In this description, an operator tree written in the same style as for nodexp is interspersed with labels that correspond to tiles. Thus the expression

tile ldr u3 <LOADW, ...>

corresponds to a LOADW instruction at the root of a tile. The tile is labelled with the instruction ldr, and its output edge is labelled with the register u3. Because tiles never overlap, the tile that starts here ends just before the start of those tiles that are its inputs.

That is the input to the opdraw program; its output is another piece of code, written in the language MetaPost that is compiled to Postscript, with the bits of text in the diagram typeset using TeX. Here is the MetaPost program corresponding to the example.

input opdraw
verbatimtex \input opdraw etex
begintree(1);
node1(5.0, 5.0)(btex \strut$\C{STOREW}$ etex);
node2(4.0, 4.0)(btex \strut$\C{LOADW}$ etex);
node3(4.0, 3.0)(btex \strut$\C{OFFSET}$ etex);
node4(3.0, 2.0)(btex \strut$\C{GLOBAL}\,\S{_a}$ etex);
node5(5.0, 2.0)(btex \strut$\C{LSL}$ etex);
node6(4.0, 1.0)(btex \strut$\C{LOADW}$ etex);
node7(4.0, 0.0)(btex \strut$\C{LOCAL}\,{40}$ etex);
node8(6.0, 1.0)(btex \strut$\C{CONST}\,{2}$ etex);
node9(6.0, 4.0)(btex \strut$\C{LOCAL}\,{-8}$ etex);
link.l(1, 2);
link.v(2, 3);
link.l(3, 4);
link.r(3, 5);
link.l(5, 6);
link.v(6, 7);
link.r(5, 8);
link.r(1, 9);
shade(0) oval(4);
shade(1) chain(6, 7);
shade(2) chain(5, 8);
shade(3) chain(2, 3);
shade(4) chain(1, 9);
drawtree(9);
inst.lft(1)(btex \inst{str} etex);
inst.lft(2)(btex \inst{ldr} etex);
reg.lft(2)(btex \reg{u3} etex);
inst.lft(4)(btex \inst{set} etex);
reg.lft(4)(btex \reg{u0} etex);
inst.rt(5)(btex \inst{lsl} etex);
reg.rt(5)(btex \reg{u2} etex);
inst.lft(6)(btex \inst{ldr} etex);
reg.lft(6)(btex \reg{u1} etex);
endfig;
end

The opdraw program has numbered the nodes, fixed their coordinates, and formatted the text labels. It has determined a tree of links between each node and its parent, and a collection of oval shapes for the tiles. Finally, it has attached labels to the tiles and some of the links.

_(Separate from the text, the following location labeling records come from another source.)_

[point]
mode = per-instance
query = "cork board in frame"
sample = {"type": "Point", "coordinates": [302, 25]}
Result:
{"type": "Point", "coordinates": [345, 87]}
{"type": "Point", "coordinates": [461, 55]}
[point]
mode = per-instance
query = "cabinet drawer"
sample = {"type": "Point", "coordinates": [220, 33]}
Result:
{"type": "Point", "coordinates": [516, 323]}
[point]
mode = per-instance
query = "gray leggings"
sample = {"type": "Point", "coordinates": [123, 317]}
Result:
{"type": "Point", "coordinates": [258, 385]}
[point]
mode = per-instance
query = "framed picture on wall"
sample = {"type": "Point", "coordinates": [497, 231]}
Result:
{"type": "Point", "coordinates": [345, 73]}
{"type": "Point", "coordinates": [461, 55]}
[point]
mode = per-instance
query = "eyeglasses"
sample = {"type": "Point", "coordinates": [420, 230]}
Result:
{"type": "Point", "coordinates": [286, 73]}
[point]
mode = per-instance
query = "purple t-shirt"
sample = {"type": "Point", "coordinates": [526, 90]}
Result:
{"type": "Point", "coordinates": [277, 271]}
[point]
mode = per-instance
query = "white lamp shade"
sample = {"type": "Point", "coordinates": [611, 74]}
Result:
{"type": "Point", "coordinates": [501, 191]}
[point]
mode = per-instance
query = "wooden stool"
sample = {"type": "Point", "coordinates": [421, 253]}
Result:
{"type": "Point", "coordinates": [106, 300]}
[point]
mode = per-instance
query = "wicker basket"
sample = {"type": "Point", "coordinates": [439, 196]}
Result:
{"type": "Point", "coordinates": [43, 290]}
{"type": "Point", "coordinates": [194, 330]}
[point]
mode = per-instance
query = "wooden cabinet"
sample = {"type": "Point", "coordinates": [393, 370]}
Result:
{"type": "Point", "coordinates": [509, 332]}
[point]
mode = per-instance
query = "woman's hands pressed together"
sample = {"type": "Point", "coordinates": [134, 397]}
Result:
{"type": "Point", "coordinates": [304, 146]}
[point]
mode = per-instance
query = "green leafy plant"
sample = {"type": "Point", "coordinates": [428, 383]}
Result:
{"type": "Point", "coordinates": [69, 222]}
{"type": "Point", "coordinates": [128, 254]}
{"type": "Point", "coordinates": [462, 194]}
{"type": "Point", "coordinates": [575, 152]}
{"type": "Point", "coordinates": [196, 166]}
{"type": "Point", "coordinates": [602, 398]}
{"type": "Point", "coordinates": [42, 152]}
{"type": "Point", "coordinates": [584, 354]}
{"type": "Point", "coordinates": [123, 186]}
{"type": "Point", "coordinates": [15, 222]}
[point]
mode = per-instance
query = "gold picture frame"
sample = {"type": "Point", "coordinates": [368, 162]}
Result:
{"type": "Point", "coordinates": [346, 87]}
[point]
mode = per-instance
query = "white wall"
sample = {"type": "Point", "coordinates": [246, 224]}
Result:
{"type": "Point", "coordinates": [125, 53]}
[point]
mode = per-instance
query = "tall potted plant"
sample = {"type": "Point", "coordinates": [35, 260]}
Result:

The output of opdraw must be run through the MetaPost program to produce Postscript output. Standard programs that come with TeX allow this Postscript to be merged with a TeX document for printing; or there's another program MP2PDF of mine that translates the Postscript output by MetaPost into TeX input with embedded PDF fragments that can be used as input to PDFTeX. MetaPost has good facilities for solving equations and drawing curves that are used to good effect in laying out the diagram and drawing the oval shapes. (The drop shadow in the picture was added by post-editing the picture with ImageMagick.)

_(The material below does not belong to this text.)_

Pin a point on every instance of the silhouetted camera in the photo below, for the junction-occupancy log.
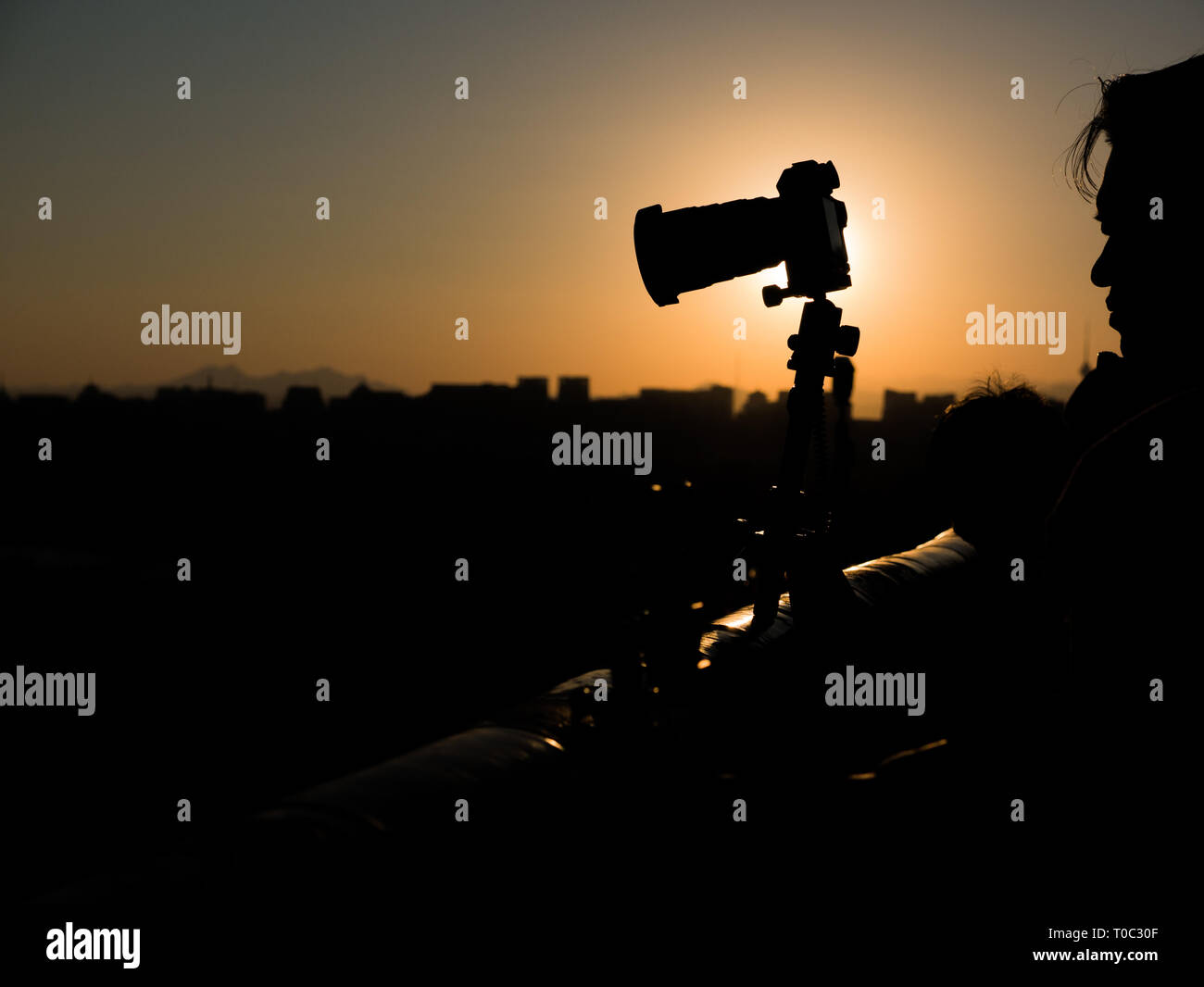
(691, 248)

Like the compilers we write in the course, the opdraw program has a lexer and parser that together produce an abstract syntax tree for the expression, similar to the operator trees used in our compilers, but with added kinds of node to label the tiles. The layout of the tree is determined by a recursive process that takes into account the profile of subtrees: for example, the GLOBAL node is able to tuck in to the gap next to the LSL node because the right profile of the subtree rooted at GLOBAL is [0] and the left profile of the subtree rooted at LSL is [0, 1, 1]; so matching up the two 0's, we see that no additional space is needed between the two subtrees. If GLOBAL were given a right subtree, then its right profile would become [0, 1]; now the two 1's clash, and we must create two units of extra space between the trees by spreading apart the GLOBAL and the LSL. Such planning is easy if we have the tree structure, but very difficult without it.

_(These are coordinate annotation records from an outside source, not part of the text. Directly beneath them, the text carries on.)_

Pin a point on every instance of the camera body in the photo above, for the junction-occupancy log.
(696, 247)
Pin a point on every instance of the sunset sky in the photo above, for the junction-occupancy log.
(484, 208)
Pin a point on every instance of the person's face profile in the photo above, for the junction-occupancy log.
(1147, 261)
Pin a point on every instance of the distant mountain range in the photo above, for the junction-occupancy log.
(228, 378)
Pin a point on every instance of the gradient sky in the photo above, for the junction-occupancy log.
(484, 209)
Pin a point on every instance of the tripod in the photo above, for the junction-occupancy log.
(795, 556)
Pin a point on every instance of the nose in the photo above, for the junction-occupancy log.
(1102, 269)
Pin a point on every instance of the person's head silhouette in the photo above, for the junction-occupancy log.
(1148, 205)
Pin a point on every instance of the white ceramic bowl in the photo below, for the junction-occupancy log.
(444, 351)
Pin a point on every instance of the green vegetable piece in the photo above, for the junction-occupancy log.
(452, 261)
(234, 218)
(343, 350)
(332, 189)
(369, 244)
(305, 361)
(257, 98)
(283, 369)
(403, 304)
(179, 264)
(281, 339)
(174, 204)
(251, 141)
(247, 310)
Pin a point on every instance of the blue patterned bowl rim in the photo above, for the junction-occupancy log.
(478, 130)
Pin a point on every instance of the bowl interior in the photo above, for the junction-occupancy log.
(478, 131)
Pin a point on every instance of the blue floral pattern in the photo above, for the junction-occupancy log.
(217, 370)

The tiles are drawn with a sequence of splines, using the features of MetaPost to determine the coefficients. At present, the program can handle only "sausage-shaped" tiles that cover a single path in the tree, but other shapes could be added. I think the look of the results could be improved; but as is the way with automated tools, any improvements that are made can potentially benefit all optree drawings, both those made in the past as well as those to be made in the future. You only need to recompile!